In the following years this supposition was reinforced by the discovery of six new divisions in the rings. Three of them were in ring A and three in ring B, two of them in each case seen by Percival for the first time. This led to very careful measurements of Saturn’s ball and rings in 1913-14 and again in 1915; recorded in Bulletins 66 and 68 of the Observatory. Careful allowance was made for irradiation, and the results checked by having two sets of measurements, one made by Percival, the other by Mr. E. C. Slipher. The observations were, of course, made when the rings were so tilted to the Earth as to show very widely, the tilt on March 21, 1915, showing them at their widest for fifteen years.

But unfortunately, as it seemed, the divisions in the rings did not come quite where the commensurate ratios with the two nearest satellites should place them. They came in the right order and nearly where they ought to be, but always a little farther from Saturn. It occurred to Percival that this might be due to an error in the calculation of the motion of the rings, that if the attraction of Saturn were slightly more than had been supposed the revolutions of all parts of the rings would be slightly faster, and the places in them where the periods would be commensurate with the satellites would be slightly farther out, that is where the divisions actually occur. Everyone knows that the earth is not a perfect sphere but slightly elliptical, or oblate, contracted from pole to pole and enlarged at the equator; and the same is even more true of Saturn on account of its greater velocity of rotation. Now its attraction on bodies as near it as the rings, and to a less extent on its satellites, is a little greater than it would be if it were a perfect uniform sphere; and it would be greater still if it were not uniform throughout, but composed of layers increasing in density, in rapidity of rotation, and hence in oblateness, toward the centre. Percival made, therefore, a highly intricate calculation on what the attraction of such a body would be (“Observatory Memoir on Saturn’s Rings,” Sept. 7, 1915), and found that it accounted almost exactly for the discrepancy between the points of computed commensurateness and the observed divisions in the rings. Such a constitution of Saturn is by no means improbable in view of its still fluid condition and the process of contraction that it is undergoing. He found it noteworthy that a study of the perturbations of the rings by the satellites should bring to light the invisible constitution of the planet itself:

“Small discrepancies are often big with meaning. Just as the more accurate determination of the nitrogen content of the air led Sir William Ramsay to the discovery of argon; so these residuals between the computed and the observed features of Saturn’s rings seem to lead to a new conception of Saturn’s internal constitution. That the mere position of his rings should reveal something within him which we cannot see may well appear as singular as it is significant.” (p. 5); and he concludes: (pp. 20-22).

“All this indicates that Saturn has not yet settled down to a uniform rotation. Not only in the spots we see is the rate different for different spots but from this investigation it would appear that the speed of its spin increases as one sinks from surface to centre.[37]
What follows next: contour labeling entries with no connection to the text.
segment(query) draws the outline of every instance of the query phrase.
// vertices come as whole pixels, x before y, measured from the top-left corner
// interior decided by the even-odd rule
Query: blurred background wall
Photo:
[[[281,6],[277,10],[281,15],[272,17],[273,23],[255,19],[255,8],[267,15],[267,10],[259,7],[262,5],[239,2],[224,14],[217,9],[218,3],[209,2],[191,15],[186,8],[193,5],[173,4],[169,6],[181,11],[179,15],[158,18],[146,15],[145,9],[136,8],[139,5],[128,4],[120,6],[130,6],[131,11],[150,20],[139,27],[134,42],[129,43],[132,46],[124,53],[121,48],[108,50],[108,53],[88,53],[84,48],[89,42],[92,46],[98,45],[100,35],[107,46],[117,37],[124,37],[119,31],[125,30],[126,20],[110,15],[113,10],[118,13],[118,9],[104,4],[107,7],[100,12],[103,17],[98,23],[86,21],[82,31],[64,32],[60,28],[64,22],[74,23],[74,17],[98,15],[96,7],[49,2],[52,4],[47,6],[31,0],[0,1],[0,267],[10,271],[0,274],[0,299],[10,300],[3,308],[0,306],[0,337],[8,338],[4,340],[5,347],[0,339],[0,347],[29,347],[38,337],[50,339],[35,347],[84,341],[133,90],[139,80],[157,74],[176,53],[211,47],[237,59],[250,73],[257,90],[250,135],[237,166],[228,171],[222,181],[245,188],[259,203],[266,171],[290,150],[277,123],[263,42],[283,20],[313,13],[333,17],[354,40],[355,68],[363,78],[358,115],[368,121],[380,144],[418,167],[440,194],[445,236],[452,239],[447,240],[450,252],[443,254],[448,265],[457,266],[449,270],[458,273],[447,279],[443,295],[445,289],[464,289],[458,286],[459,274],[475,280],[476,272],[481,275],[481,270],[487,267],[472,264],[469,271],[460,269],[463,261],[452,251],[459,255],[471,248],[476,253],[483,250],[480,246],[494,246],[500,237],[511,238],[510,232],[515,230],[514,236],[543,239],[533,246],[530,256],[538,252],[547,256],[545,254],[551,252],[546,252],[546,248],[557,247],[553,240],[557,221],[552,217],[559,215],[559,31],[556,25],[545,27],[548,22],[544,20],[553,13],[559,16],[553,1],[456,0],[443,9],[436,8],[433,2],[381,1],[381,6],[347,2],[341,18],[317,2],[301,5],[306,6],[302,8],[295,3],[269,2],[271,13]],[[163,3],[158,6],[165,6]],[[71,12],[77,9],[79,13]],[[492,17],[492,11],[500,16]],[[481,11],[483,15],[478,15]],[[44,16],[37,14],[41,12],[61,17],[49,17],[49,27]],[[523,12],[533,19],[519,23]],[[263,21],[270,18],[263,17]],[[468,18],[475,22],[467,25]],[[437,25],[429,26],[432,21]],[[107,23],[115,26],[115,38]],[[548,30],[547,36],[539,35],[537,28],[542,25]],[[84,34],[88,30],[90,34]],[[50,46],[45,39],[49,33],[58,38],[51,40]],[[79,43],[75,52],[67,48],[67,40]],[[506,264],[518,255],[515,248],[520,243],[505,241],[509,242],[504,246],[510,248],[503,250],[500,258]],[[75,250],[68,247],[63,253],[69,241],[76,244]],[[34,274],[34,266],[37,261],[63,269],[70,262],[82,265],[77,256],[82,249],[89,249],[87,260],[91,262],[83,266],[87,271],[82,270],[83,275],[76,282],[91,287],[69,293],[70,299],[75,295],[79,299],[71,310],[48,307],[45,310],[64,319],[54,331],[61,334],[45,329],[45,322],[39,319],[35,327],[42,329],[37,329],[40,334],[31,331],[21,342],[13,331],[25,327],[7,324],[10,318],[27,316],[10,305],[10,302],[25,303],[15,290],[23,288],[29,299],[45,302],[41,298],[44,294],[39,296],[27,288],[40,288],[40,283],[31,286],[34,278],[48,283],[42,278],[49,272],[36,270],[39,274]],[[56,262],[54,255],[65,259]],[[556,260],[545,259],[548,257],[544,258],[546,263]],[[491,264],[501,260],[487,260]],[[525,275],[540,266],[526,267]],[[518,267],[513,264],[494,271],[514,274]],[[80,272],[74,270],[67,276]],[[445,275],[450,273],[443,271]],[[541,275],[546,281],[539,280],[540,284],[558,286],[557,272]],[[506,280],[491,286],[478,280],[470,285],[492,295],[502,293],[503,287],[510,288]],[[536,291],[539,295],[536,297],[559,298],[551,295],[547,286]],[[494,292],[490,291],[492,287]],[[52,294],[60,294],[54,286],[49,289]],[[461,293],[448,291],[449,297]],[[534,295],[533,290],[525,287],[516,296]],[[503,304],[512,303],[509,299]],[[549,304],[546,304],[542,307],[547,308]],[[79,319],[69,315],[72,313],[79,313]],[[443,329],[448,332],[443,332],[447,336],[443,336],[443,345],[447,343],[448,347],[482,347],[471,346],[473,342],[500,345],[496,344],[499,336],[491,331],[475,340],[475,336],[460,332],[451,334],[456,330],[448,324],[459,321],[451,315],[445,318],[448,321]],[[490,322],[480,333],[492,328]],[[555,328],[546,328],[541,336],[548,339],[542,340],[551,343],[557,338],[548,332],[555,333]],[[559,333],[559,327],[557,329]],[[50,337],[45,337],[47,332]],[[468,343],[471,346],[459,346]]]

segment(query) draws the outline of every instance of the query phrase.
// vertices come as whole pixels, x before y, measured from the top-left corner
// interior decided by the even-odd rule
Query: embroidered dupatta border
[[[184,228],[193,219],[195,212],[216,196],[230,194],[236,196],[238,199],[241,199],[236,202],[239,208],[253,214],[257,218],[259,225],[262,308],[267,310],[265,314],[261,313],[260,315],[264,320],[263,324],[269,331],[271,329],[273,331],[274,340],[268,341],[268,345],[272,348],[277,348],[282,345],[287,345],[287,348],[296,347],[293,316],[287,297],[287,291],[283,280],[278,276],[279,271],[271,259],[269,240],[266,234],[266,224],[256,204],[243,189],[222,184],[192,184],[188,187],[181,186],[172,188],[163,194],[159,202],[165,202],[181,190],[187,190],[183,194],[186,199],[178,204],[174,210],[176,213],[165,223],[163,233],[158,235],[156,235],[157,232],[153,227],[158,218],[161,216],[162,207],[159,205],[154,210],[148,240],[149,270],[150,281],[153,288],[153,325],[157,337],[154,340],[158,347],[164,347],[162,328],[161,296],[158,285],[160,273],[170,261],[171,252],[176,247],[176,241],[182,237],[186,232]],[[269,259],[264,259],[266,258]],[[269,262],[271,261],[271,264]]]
“The subject of this memoir is of course two-fold: first, the observed discrepancy, and second, the theory to account for it. The former demands explanation and the latter seems the only way to satisfy it. From the positions of the divisions in its rings we are thus led to believe that Saturn is actually rotating in layers with different velocities, the inside ones turning the faster. If these layers were two only, or substantially two, this would result in Saturn’s being composed of a very oblate kernel surrounded by a less oblate husk of cloud.”

ASTEROIDS and SATURN’S RINGS

The divisions so made in Saturn’s rings by its satellites may be seen in the lower of the two diagrams opposite; the three fractions followed by an E indicating the divisions caused by Enceladus, the rest those caused by Mimas. The upper diagram represents, as already remarked, the similar effects by Jupiter on the asteroids. A slight inspection shows their coincidence.